Saturday, January 26, 2013

Mighty Marvel Westerners!


Here's a typical "Marvel Masterwork Pin-up" from the olden days. Marvel produced these little gems now and again, sometimes as premiums in the annuals and elsewhere, but often as page fillers for comics which ran short in some way. This one seems frankly to be the latter. It appeared in Mighty Marvel Western #46. The figures of Kid Colt, Two-Gun Kid, and Rawhide Kid all seem to be drawn by Jack Kirby and inked by Dick Ayers.

Gil Kane

The same figures were used on the covers of Mighty Marvel Western as icons, part of the logo beginning with issue sixteen of the comics rather impressive Bronze Age run. But where did these distinctive images first appear. As it turns out all three are not surprisingly from classic Kirby and Ayers covers.

John Severin


The Kid Colt figure first appeared on the cover of Kid Colt Outlaw #95 from the winter of 1960. Colt is busting out of town, guns blazing as cowboys clamber all over the somewhat off-scale buildings to get a good shot at the infamous Holstein haute-coutured owlhoot.
 

The Two-Gun Kid image first shows up on the cover of Two-Gun Kid #62 from 1963, imbedded in a wordless thought balloon as the damsel wishes the more heroic masked hero were on the scene to assist the atypically bold and brazen Matt Hawk.
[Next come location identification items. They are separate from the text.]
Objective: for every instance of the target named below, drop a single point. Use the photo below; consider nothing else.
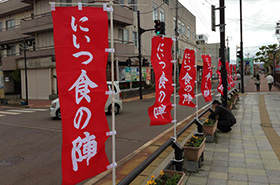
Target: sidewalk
(251, 87)
(249, 154)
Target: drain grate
(10, 161)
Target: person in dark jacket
(225, 118)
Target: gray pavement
(244, 155)
(31, 141)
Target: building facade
(29, 23)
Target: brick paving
(251, 87)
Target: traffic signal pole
(139, 54)
(222, 51)
(241, 49)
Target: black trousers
(224, 126)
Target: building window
(183, 29)
(123, 36)
(135, 39)
(166, 1)
(155, 12)
(161, 14)
(120, 35)
(189, 32)
(133, 2)
(10, 24)
(11, 51)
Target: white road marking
(12, 113)
(38, 128)
(22, 111)
(42, 110)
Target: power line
(153, 9)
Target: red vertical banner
(161, 57)
(206, 78)
(228, 75)
(220, 87)
(235, 76)
(80, 38)
(187, 79)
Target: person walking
(257, 82)
(270, 81)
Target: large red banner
(161, 57)
(187, 79)
(206, 78)
(220, 88)
(80, 38)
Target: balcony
(9, 63)
(123, 50)
(123, 16)
(13, 6)
(38, 23)
(43, 22)
(11, 35)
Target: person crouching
(225, 118)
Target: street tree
(266, 56)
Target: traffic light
(145, 62)
(128, 62)
(157, 26)
(238, 54)
(162, 28)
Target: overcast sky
(259, 21)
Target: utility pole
(176, 33)
(241, 49)
(25, 70)
(222, 51)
Little does she know of course.


The Rawhide Kid drawing first appeared on Rawhide Kid #20 from 1961, and showcases Mrs.Bart's leather-clad little boy facing off against his enemy  in the middle of the street as the townsfolk shuffle off to seeming safety. The comment though about the Kid's ability to draw seems off point as his pistol appears already pointed at his opponent.

All comics companies are well practiced at re-purposing artwork, squeezing out the last gram of value from the hard work of their employees. It's always fun to track down these classic images in their original environments.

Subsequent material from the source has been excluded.